Many organizations have tried to deal with the Big Data challenge by employing legacy tools that were really never designed to deal (end to end) with these types of Big Data challenges. To properly address today’s Big Data challenges, new tools, new techniques, and new approaches, must be employed. Legacy tools and techniques for collecting and organizing data focus on but one aspect of the Big Data problem – volume. Complexity was addressed with modeling techniques and querying standards against Big Data that was primarily in structured form. However, Big Data problems are more far reaching than volume and data characteristics such as disparancy, velocity, and (often most important) complexity of unstructured must be addressed.
Disparant data problems are often dealt with by normalizing data that is found is different systems and in different formats into a common data model. The issue this often creates is a loss of data fidelity as the normalized data has been altered from its original format. Additionally, this process is very time consuming and often extremely expensive. Some organizations choose not to normalize the data into a common model and prefer rather to find a way to model and store each different data format. This creates an added challenge in finding a means to run analytics against these different data formats.

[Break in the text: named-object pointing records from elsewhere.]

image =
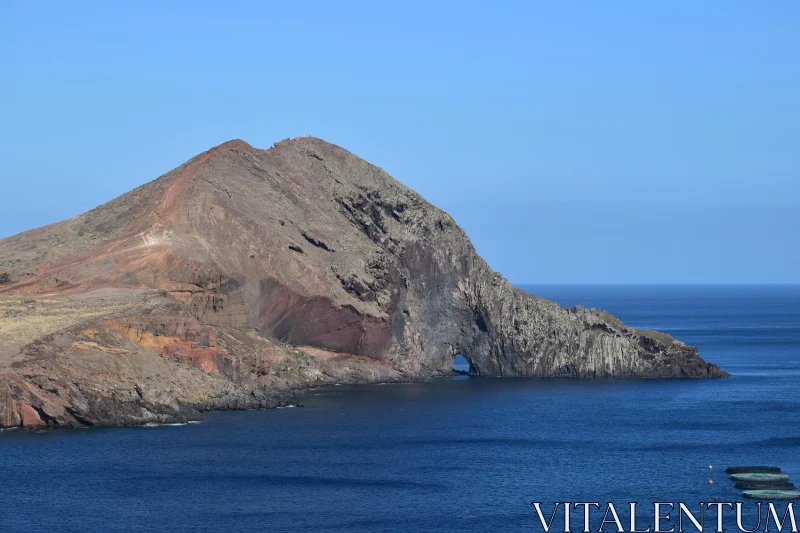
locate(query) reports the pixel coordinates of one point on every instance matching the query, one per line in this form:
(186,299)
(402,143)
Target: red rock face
(191,292)
(317,321)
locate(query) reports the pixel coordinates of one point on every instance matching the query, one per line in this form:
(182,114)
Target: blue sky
(576,142)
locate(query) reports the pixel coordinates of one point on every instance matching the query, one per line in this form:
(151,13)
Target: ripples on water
(455,455)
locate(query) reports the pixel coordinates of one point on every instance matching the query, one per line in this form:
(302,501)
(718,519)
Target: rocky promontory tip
(246,275)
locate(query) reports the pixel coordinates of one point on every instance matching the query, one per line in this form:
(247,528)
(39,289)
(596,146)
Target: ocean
(463,454)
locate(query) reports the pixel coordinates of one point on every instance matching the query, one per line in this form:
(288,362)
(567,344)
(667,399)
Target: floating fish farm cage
(763,483)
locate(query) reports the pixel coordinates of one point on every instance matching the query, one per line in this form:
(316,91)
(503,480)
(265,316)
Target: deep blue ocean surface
(463,454)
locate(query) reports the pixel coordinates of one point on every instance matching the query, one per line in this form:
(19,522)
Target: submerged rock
(245,274)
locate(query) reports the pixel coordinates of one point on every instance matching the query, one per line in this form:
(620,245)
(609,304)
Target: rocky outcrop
(247,274)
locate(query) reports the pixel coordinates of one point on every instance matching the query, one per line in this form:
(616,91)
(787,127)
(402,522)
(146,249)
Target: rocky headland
(246,275)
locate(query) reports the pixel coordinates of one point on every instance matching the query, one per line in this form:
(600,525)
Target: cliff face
(246,274)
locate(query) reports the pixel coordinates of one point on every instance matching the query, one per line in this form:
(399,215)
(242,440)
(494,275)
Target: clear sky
(613,141)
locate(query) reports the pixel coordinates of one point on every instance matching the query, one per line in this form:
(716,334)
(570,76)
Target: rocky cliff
(245,275)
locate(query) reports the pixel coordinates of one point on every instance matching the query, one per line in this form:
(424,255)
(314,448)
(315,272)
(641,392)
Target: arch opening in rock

The velocity issue centers on the shear rate at which new data is being loading into existing systems and new systems coming on line containing data that must be factored in to deal with the overall Big Data issue. This is truly a large scale issue in today’s economy with all of the merger and acquisitions where new systems are being brought on from new entities and siloed departments are making decisions in a bit of a vacuum to employ new tools for HR, payroll, finance, procurement, etc.
Data complexity seems to be the one area that appears to be at the center of most of the Big Data problem facing today’s larger organizations. To truly address the Big Data challenge, one must also find a means to collect, organize, and derive value from external data such as social media, third party data, internet data, and internal data sources such as unstructured content and transaction data among others. This seems to create the most confusion for many organizations and an area where most need guidance.
So, what is really the solution for dealing with the Big Data issue?
To effectively deal with the Big Data issue, an organization must look to and also beyond transactional, structured data. We must look the fastest growing area of available data – unstructured data (the most prevalent being the high volume of social media from blogs, business and personal information sharing sites, etc.) Massive amounts of data is not new to many organizations and the concept of Big Data, while a new “term of art”, is nothing ground breaking or a recent. Massive volumes of data have been a reality for some time. The real Big Data issue is in relation to the unstructured content being generating in massive volumes. Far too many organizations and their advisors are looking to data warehousing approaches to solve issues for complex structured, unstructured, and semi-structured data and falling short.
Those that will be truly successful in dealing with the Big Data problem will need to have a deep understanding of unstructured and semi-structured data and the technologies, processes, and data governance that must be employed to deal with it (without setting aside the need to incorporate structured data into the equation.)
Big Data is real and dealing with all aspects of the overall problems of disparancy, velocity, and complexity are the only true means to get ahead of the problem to derive true value from it.